Laryngopharyngeal surgery option for outpatients

Published on January 8, 2013 at 5:15 PM · No Comments

By , medwireNews Reporter

Laryngopharyngeal surgeries that are performed in an ambulatory setting demonstrate low complication and admission rates, suggesting that such procedures can be carried out safely on an outpatient basis, show findings from a US study.

"However, complications such as hemorrhage are not rare, and a small percentage of patients will require hospitalization," say Sunil Verma and Hossein Mahboubi from the University of California in Irvine.

As the field of laryngology has continued to develop and expand, experts have begun to question not only whether the number of laryngopharyngeal surgeries has risen proportionally, but also whether routine laryngopharyngeal surgery can still be considered safe, explain the researchers in Archives of Otolaryngology - Head and Neck Surgery.

Previous reports have challenged the safety of the surgery and have encouraged the admission of patients post-procedure. However, "until now, these risks had not been quantified at a national level," say Verma and Mahboubi.

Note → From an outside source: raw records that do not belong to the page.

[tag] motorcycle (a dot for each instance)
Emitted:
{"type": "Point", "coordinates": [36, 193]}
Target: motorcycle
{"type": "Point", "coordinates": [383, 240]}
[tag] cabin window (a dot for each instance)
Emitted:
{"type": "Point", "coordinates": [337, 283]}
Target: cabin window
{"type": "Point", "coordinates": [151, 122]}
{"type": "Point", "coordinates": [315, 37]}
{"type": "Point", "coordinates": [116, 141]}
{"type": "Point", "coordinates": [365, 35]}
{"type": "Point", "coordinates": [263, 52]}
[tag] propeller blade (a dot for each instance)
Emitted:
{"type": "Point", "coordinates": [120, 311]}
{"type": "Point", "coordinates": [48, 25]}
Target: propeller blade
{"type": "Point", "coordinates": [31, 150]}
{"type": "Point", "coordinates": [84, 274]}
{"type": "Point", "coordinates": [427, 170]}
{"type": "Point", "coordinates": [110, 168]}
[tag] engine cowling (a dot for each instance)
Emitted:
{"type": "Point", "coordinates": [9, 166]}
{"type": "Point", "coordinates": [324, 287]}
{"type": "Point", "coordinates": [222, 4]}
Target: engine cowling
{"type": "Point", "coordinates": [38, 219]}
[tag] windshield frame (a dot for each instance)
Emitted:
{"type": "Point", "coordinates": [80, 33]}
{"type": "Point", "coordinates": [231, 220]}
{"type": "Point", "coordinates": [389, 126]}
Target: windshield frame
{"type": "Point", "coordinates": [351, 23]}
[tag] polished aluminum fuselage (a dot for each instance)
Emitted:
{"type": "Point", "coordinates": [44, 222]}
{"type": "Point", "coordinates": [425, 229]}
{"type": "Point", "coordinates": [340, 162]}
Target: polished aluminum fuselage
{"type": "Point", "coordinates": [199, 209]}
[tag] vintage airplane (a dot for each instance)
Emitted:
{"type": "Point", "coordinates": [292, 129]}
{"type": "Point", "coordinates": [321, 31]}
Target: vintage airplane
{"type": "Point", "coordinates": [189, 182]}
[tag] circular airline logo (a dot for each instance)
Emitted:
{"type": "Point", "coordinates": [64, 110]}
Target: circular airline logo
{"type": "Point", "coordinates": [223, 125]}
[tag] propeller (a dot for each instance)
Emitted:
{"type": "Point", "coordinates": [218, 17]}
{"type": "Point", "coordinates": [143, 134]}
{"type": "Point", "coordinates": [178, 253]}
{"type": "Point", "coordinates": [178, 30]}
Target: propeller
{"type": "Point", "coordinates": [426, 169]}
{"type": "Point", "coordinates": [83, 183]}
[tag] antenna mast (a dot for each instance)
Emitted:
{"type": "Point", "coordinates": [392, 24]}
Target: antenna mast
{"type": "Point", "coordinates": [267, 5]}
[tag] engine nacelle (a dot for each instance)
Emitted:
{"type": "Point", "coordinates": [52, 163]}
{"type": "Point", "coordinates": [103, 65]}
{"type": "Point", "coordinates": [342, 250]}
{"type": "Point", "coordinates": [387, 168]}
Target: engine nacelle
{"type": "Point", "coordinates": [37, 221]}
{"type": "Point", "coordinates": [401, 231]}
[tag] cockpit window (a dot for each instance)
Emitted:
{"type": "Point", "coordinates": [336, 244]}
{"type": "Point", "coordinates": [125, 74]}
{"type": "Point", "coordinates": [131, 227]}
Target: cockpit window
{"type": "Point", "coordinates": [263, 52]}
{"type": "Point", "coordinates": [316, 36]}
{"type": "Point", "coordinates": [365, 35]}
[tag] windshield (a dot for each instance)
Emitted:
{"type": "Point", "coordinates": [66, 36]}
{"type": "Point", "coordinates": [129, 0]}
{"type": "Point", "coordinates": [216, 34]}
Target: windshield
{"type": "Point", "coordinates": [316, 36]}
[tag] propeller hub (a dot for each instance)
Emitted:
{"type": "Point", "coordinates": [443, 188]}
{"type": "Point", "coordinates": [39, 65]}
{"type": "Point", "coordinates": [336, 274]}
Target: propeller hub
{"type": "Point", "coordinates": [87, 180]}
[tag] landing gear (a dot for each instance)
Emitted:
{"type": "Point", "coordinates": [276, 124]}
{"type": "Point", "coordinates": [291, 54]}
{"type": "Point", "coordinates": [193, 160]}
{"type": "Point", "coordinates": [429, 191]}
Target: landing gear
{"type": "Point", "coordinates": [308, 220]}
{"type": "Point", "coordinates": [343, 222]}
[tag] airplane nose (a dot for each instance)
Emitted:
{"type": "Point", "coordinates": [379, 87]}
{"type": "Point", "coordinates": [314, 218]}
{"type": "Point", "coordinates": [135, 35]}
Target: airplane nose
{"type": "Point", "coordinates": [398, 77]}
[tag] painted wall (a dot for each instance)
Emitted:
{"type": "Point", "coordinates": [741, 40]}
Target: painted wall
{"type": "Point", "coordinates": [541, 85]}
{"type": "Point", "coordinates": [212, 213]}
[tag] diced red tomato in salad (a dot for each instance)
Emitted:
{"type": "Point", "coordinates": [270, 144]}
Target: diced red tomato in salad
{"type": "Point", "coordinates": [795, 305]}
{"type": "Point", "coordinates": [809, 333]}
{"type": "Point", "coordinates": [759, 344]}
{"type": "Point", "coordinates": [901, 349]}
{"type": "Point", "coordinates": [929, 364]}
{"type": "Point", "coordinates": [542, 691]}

In the current analysis, patient records from the 1996 and 2006 National Survey of Ambulatory Surgery revealed no significant changes in the number, demographics, and outcomes of patients who underwent laryngopharyngeal surgeries over the 10-year period. The total estimated number of patients who underwent the surgery in 1996 and 2006 were 176,305 and 189,930, respectively.

The disposition status after surgery was routine in 87.6% of cases, while 2.4% were referred to an observation unit, and 3.3% were admitted to hospital. Post-surgery status was not specified for 6.7% of patients.

Perioperative complications were reported in 9.7% of cases and included high blood pressure (1.6%), nausea (1.6%), hemorrhage (1.2%), and vomiting (0.4%). Complications were not specified in 5.0% of patients.

There were no reports of cardiac arrest, arrhythmia, embolism, syncope, blood transfusion, accidental laceration, apnea, airway obstruction, malignant hyperthermia, shock, or hypoxia.

"Evaluation of these data in comparison with the existing literature confirms the notion that, in general, ambulatory laryngopharyngeal surgery is safe," write the authors.

"These results could establish a foundation for future studies on ambulatory laryngopharyngeal surgeries to assess the accompanying risk factors," they conclude.